The school that had lost all its thunder on the football field hired a Christian coach and became great seemingly overnight.
Colorado won its first game of the season against last year’s top four team Texas Christian University (TCU). The Buffaloes which are unrated won the away game and gave their Christian coach his first win.
Deion Sanders took over the team during the offseason and immediately made an impact. Sanders was an exceptional athlete himself, starring in pro football and major league baseball.
Sanders was inducted into the NFL Hall of Fame in 2011 for being on of the greatest cornerbacks and players in NFL history. He was also know for his showmanship. He is quoted as saying:
They don’t pay nobody to be humble. Some people will come out to see me do well. Some people will come out to see me get run over. But love me or hate me, they’re going to come out.”
Sanders went on to become a successful head coach and was offered the head coaching job at Colorada during the offseason.
Sanders was immediately attacked by an evil anti-Christian force after his hiring.

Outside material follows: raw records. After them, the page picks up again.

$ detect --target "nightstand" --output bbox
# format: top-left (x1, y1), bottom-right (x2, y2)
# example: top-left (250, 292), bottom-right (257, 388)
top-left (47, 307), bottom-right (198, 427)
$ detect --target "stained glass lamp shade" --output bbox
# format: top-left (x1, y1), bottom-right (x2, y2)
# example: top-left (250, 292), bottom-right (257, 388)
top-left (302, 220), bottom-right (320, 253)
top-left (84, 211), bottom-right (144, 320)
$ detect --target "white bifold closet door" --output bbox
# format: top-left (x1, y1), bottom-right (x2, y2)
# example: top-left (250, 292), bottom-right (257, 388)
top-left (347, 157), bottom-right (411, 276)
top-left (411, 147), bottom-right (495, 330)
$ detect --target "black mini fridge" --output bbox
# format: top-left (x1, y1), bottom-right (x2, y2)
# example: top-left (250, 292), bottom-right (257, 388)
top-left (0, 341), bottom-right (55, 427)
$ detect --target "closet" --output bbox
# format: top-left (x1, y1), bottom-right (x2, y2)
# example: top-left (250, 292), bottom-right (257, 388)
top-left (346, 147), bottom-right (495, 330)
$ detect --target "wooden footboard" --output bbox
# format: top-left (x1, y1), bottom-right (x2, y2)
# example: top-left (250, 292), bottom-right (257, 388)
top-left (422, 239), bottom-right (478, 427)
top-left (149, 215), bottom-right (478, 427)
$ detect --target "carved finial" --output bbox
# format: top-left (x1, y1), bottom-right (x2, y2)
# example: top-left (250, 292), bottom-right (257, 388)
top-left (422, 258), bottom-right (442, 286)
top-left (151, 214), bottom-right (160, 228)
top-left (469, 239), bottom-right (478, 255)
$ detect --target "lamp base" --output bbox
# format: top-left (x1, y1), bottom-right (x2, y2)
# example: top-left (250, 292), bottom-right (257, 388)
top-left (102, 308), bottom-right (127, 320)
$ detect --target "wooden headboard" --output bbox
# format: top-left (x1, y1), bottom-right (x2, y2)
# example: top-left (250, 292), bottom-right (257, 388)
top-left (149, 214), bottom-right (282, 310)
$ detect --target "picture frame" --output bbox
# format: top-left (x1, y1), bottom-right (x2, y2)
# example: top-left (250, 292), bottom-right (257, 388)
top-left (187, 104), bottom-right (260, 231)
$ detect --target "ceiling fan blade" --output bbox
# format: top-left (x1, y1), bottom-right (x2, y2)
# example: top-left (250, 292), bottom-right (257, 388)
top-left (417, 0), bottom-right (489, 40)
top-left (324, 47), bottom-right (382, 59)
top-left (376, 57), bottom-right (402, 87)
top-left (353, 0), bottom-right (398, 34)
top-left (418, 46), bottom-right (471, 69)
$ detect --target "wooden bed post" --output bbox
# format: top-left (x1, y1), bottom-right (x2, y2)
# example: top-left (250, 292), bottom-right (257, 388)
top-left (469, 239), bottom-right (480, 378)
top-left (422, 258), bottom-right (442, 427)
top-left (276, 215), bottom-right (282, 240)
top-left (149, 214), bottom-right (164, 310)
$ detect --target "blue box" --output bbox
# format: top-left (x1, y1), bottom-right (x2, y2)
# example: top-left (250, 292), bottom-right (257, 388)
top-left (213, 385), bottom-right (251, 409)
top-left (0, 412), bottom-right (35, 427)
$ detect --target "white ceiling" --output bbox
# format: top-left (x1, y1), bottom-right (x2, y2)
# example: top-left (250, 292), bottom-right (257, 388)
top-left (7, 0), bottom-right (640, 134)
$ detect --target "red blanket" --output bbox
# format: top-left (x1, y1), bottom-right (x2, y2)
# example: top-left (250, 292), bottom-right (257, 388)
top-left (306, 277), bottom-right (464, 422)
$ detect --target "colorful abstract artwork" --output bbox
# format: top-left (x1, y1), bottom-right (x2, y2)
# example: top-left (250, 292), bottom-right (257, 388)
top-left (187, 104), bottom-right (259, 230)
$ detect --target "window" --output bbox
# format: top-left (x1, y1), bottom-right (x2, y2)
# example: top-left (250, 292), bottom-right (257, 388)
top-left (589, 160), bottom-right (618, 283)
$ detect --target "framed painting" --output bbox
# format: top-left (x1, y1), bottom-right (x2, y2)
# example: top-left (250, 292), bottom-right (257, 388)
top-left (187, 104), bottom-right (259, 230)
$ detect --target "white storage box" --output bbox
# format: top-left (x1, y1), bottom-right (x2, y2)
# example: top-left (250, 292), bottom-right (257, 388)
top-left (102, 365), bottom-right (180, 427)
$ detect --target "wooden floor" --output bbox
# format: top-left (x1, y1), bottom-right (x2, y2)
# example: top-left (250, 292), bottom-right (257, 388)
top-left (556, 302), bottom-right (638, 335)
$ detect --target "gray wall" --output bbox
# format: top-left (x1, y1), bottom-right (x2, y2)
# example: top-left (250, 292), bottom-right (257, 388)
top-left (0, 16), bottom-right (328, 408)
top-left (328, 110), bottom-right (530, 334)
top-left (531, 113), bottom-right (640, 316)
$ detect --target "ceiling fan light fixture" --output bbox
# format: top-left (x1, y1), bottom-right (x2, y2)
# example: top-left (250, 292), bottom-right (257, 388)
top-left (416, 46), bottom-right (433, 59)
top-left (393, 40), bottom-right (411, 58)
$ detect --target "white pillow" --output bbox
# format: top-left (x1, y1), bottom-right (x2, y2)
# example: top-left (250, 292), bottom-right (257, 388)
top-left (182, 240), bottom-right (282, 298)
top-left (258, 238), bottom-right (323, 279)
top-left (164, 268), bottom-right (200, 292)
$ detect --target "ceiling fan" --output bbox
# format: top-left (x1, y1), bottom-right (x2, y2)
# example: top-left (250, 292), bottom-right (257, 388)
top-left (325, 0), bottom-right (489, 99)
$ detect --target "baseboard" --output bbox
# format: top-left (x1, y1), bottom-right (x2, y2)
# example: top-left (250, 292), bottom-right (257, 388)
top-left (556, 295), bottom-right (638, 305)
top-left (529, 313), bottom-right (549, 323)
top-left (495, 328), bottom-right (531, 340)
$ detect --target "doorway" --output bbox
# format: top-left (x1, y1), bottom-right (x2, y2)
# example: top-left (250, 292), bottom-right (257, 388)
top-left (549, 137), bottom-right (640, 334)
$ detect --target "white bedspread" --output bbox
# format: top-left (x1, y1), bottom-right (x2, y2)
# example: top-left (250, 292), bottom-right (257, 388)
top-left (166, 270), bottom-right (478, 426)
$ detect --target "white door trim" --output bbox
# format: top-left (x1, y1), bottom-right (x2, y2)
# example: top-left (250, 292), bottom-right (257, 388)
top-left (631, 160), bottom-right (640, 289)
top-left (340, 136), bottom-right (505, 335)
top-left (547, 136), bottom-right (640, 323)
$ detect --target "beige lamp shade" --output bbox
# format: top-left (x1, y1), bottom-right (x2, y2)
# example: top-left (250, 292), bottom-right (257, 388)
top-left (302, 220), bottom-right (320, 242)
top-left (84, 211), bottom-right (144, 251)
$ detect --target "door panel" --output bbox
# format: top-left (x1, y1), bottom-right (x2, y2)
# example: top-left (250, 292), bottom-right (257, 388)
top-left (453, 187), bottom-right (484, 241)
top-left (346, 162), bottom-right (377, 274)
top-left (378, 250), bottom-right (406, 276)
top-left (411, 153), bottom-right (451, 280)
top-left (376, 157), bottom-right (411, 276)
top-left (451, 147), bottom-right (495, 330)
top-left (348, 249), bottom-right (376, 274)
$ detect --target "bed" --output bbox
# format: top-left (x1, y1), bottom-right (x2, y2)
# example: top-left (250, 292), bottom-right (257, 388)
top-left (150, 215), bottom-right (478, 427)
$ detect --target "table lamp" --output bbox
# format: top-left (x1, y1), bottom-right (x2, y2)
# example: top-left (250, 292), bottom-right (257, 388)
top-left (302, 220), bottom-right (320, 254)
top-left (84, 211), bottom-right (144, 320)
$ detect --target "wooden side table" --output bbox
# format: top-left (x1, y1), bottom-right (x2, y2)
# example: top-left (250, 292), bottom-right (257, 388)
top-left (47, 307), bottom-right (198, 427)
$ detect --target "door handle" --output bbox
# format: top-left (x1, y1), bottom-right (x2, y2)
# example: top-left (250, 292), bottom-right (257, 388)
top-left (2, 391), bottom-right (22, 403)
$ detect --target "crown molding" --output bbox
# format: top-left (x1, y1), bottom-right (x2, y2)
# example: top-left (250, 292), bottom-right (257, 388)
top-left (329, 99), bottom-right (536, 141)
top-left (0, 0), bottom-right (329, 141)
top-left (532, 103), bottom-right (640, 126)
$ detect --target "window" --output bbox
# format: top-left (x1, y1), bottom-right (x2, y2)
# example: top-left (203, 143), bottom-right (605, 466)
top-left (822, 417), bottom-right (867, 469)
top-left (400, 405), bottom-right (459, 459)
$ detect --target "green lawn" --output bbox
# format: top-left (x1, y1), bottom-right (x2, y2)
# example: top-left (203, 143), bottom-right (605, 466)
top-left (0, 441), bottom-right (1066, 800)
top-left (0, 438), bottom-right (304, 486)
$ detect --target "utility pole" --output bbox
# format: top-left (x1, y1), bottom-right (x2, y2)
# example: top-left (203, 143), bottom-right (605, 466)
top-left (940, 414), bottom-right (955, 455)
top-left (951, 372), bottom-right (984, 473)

FOX News reported in March:
Colorado head coach Deion Sanders has yet to officially appear on the sidelines for the Buffaloes after taking the job in December, but he’s already at the center of controversy over his religion.
Sanders was known for expressing his strong belief in God when it came to his coaching style at Jackson State. When he left the Tigers for the Colorado gig, he was mocked for saying that God had sent him to become the coach of Jackson State but left the job anyway.
With kickoff to the 2023 Buffaloes season just months away, Sanders is now in the middle between two religious groups. One group wants Colorado to force him to stop preaching his religious beliefs to his players, while another one warned the university that telling him to do so could infringe on his rights.
The Freedom from Religion Foundation sent the University of Colorado a letter on Jan. 24 about Sanders’ references to Christianity and claimed they were contacted by residents who were concerned players were potentially being pressured to pray during their team meetings.
The letter also pointed to one prayer in question, which read “Lord, we thank You for this day, Father, for this opportunity as a group. Father, we thank You for the movement that God has put us in place to be in charge of. We thank You for each player here, each coach, each family. In Jesus’ name we pray. Amen.”
The group called on the university to teach Sanders about “his constitutional duties under the Establishment Clause” and to “ensure that Sanders understands that he has been hired as a football coach and not a pastor.” The letter urged the school to provide the group that the coach “will not continue to proselytize to his players or subject them to coercive team prayers,” according to The Christian Post.
The school would respond to the letter the next week, saying Sanders was “very receptive to this training and came away from it with a better understanding of the University of Colorado’s policies and the requirements of the Establishment Clause,” according to the Deseret News. The school said if a player had a problem with prayers in the future it would direct them to the Office of Institutional Equity and Compliance.
First Liberty Institute came to the defense of Sanders in February and made clear the school could be violating Sanders’ rights in relation to the 2022 Supreme Court case – Kennedy v. Bremerton.
“We write to correct the Freedom from Religion Foundation’s (FFRF’s) misstatements regarding the requirements imposed by the First Amendment on public school employees’ religious expression,” the letter from First Liberty Institute read. “The Supreme Court has repeatedly held that public school employees may engage in religious expression and exercise; therefore, public universities like CU may not target Coach Sanders (or other members of the football staff) for exercising constitutional rights on campus.”
The Supreme Court rules in favor of a Washington state high school football coach who prayed with his team after games. The court determined the school violated the coach’s First Amendment rights for trying to stop his prayers.